Culture · Education · YOLO

What Every Teacher Needs to Hear About Students Who “Just Don’t Get It”

Teacher, “I have your tests graded”

My heart sinks. I start getting consumed with the worry of crying in front of my peers because I know I will never be as smart or valuable in their eyes.

Teacher, “I was really impressed by how you guys did. Your class had a few low scores but most of you did well and scored high.”

I know those words all too well. Everyone else in the room did great but I am the one who got the low score. I stayed up late studying and nothing I do to prepare for the test well help me get a passing grade.

The teacher proceeds to pass out the tests. Students start shouting out the following, “YES! 95%! I didn’t even study!”

I finally get the courage to turn my test over to look at my test grade. My heart sinks to a place that it hadn’t been today yet. All of the words that others have told me come to my head, “You’re so stupid, you’re not value is nothing, you should try harder…” I got a 40% on that test. If I am not book smart, then what am I? I won’t have any tribute to society, I know that; only the smart people do.

I look at that worthless piece of paper and want to run out of the room and cry. I dream of tearing up the piece of paper and wish it had never existed; that I had never put any answers on it because I am always wrong. At that moment I want a hug and I want my mom. The test is filled with red ink. I hate the color red because it is a reminder of how stupid I truly am. The teacher puts a note on the bottom of the page saying, “See me after class.”

After class I go up to the teacher and say, “You asked to see me.” The teacher asks me if I studied and how I studied. I explain that I studied for several hours at home and during my study halls. I felt confident about it but my confidence lies when it comes to test taking and school work in general.

I go through this cycle several times a week and it is devastating every time. All a dyslexic student wants is to have results that match up with the effort that they put into school. My entire school career has been based off of finding my value based off of test scores and homework papers consumed with red ink. Teachers, whether you have taught me or not, teach in a public school or home school, please recognize that in most to all cases of students who have learning “difficulties” they are not faking it. I can’t tell you the number of times that I have been questioned about my learning disabilities because my scores do not match up with the amount of effort I put in it. At the age of four I started being told to stop “faking” not being able to understand what the teacher was trying to teach me because clearly I was just doing this to get attention. I promise you that students like me don’t try to fail everything they turn in to get attention. They would rather be “normal” than get attention for being the student who “just doesn’t get it.” They are not looking lost in class because they are an actor and are simply practicing on the teacher. Yeah, they may mess around during class but socially it’s better to be the “class clown” than to be the stupid kid.

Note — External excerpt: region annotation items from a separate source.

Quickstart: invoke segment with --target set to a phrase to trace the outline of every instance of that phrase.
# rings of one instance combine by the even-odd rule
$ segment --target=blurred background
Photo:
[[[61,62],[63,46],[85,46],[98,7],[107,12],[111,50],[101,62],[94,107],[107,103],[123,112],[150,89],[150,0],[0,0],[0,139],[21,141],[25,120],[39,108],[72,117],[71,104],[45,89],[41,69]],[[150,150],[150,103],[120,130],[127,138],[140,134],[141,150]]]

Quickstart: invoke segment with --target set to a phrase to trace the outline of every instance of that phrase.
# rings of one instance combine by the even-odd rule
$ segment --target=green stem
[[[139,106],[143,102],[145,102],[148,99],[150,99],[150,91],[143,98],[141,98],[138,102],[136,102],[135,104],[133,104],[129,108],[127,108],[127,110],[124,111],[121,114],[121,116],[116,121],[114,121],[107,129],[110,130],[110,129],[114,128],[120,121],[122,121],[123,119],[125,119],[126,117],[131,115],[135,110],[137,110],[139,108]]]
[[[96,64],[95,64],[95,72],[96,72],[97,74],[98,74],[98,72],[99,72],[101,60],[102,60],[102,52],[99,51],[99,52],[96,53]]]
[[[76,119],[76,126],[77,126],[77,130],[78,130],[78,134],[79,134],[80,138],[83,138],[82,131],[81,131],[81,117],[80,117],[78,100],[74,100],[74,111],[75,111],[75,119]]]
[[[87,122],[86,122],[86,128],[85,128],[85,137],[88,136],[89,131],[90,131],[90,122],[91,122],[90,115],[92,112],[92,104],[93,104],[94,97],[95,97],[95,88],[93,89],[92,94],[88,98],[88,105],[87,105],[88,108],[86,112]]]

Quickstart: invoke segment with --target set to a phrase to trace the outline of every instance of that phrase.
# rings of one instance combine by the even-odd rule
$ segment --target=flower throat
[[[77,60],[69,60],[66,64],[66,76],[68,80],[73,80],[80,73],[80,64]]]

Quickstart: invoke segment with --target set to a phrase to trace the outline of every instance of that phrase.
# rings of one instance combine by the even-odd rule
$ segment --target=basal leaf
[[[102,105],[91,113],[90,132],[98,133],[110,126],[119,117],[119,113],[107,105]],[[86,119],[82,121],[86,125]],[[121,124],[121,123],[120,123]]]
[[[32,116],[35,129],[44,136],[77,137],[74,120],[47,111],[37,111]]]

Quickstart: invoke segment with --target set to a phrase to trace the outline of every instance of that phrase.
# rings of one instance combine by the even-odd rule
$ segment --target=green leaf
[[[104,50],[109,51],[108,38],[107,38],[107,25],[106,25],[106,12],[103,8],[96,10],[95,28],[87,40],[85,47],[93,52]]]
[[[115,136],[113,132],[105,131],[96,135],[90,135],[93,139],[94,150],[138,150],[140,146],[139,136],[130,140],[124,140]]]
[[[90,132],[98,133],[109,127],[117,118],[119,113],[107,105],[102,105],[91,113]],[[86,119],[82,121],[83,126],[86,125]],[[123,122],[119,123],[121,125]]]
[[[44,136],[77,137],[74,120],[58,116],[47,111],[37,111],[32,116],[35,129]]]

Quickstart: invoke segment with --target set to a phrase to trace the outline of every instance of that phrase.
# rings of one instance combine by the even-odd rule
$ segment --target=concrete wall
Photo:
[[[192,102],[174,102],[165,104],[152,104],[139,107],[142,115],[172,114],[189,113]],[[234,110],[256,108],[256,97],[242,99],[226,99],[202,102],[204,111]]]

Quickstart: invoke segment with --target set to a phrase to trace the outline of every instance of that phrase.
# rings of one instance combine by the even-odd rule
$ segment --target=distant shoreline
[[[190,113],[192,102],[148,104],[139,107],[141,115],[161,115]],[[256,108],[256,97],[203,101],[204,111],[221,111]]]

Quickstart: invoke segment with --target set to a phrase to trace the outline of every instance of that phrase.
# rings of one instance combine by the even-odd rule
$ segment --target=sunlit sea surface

If you are a teacher, parent, friend, or acquaintance of someone who has a learning disability, I beg you to please show them that they are valuable. That their value is not based on standardized test scores, the ACT, and yesterday’s biology quiz. I have often times hated myself for being the “dumb kid” because I was convinced that was all I was going to be in life. If you are a teacher, please remind your students who struggle academically that there is more to life than getting a passing grade on a test because they are not hearing that message by their peers. Get to know them, ask them what they are passionate about and remind them about it after giving a test back. Encourage them to keep trying and working hard because most likely they are the ones who prepared the longest for the test and yet received the lowest grade.

In the words of a dyslexic scientist…

“Everybody is a genius, but if you judge a fish by its ability to climb a tree it will spend its whole life believing that it is stupid.” ~ Einstein.